Madrid/Spain has forgiven or converted into cooperation programs nearly 90% of Cuba’s debt over the last decade, while more than 150 Spanish companies remain unable to collect hundreds of millions of euros held on the island, according to a report published this week.
“The worse the political situation, the more money the regime receives,” denounces the Juan de Mariana Institute. The report indicates that European Union financing for Cuba went from around 50 million euros in the 2014-2020 period to 125 million for the 2021-2027 cycle, despite the increase in political prisoners, the repression against dissent and the growing alignment of Havana with Russia. Its authors also question the lack of effective mechanisms to know the final destination of resources that are executed in a country where institutions, social organizations and a good part of the economy remain under the control of the State.
The authors of the report affirm that the “effective economic cost” for Spain is close to 4,994 million euros. To reach that amount, they calculate how much Cuba would have had to pay if it had been financed for ten years in international markets with an annual compound interest of 8%. This exercise increases the 2,444 million recognized in 2016 to 5,280 million in 2026. From that amount subtract the 286 million that, according to the report, still remain pending payment.
While the Cuban State receives cuts and postponements, Spanish companies face a very different situation
One of the central aspects of the document is the asymmetry between the treatment received by the Cuban State and that suffered by Spanish companies. The starting point is the bilateral agreement signed in 2016, after the Paris Club agreed to restructure the Cuban debt after almost three decades of non-payments. Spain then recognized obligations for 2,444 million euros and directly forgave 1,492 million, close to 60%. For the remaining 952 million, it established a repayment schedule of 18 years.
However, Havana once again missed the deadlines. Madrid responded in 2021 with a new extension and, in July 2025, launched a debt conversion program of up to 375 million euros. Instead of returning that amount, Cuba can allocate it to projects agreed upon by both governments in sectors such as water, energy and food security.
To this operation was added in September 2025 another restructuring of credits from the Fund for the Internationalization of the Company, valued by the report at 291 million euros. The document concludes that, by adding the 2016 forgiveness, the debt conversion and this new addendum, Cuba would have received a nominal relief of 2,158 million, reducing its obligations with Spain to about 286 million.
While the Cuban State receives cuts and postponements, Spanish companies face a very different situation.
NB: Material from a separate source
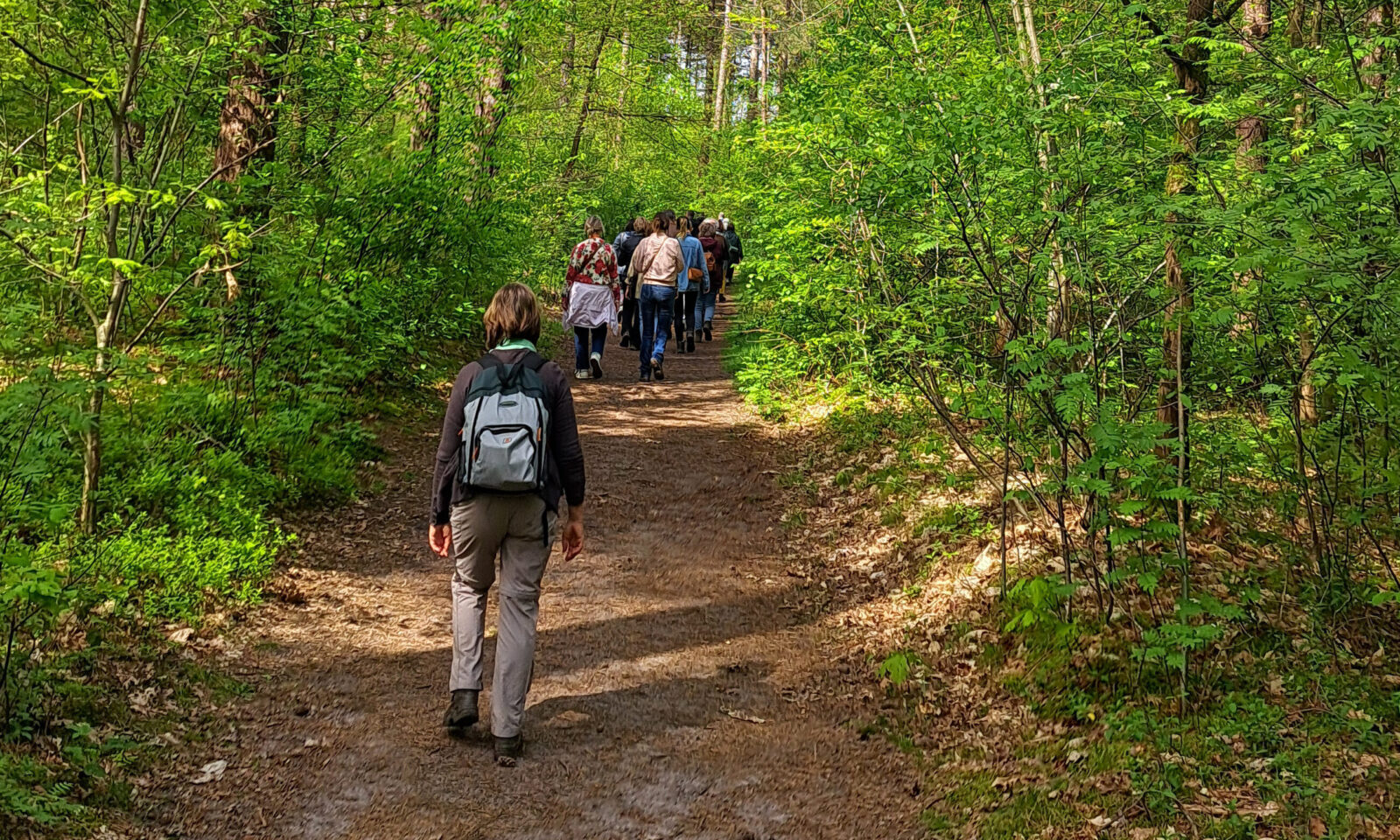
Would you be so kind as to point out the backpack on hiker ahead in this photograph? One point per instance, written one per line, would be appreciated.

The latest report from the Economic and Commercial Office of Spain in Havana placed the defaults declared by companies at 255.9 million euros.
Why is Havana’s history of non-compliance leading to new public concessions, while Spanish companies that sold food, medicine, equipment and services to Cuba are still waiting to get paid?
The actual exposure could reach 330 million if we include 39.5 million in retained dividends, 23.6 million from commercial operations and 11.3 million deposited in accounts whose funds cannot be transferred outside of Cuba. The survey was sent to 930 companies, but only 182 responded, so the total volume could be higher.
Some of the affected firms have entered bankruptcy. In other cases, the amount owed by Cuban entities exceeds their entire annual turnover. A good part of the liabilities were generated between 2017 and 2019, without institutional claims having allowed the money to be recovered.
The companies have asked that a part of the debt conversion program be used to pay them, but the Spanish Government maintains that it cannot compensate with public resources for losses derived from private contracts. The Executive assures that it demands payments from the Cuban authorities, although it has destined the first operation of the program to purchase food produced by cooperatives on the Island.
The report also points out the lack of transparency of the agreements. According to the document, a Supreme Court ruling issued in May 2026 forced the Ministry of Economy to reveal information about forgiven, deferred or collected funds that the Executive had considered reserved.
The study raises a difficult question for Madrid: why is Havana’s history of non-compliance leading to new public concessions, while Spanish companies that sold food, medicine, equipment and services to Cuba are still waiting to get paid?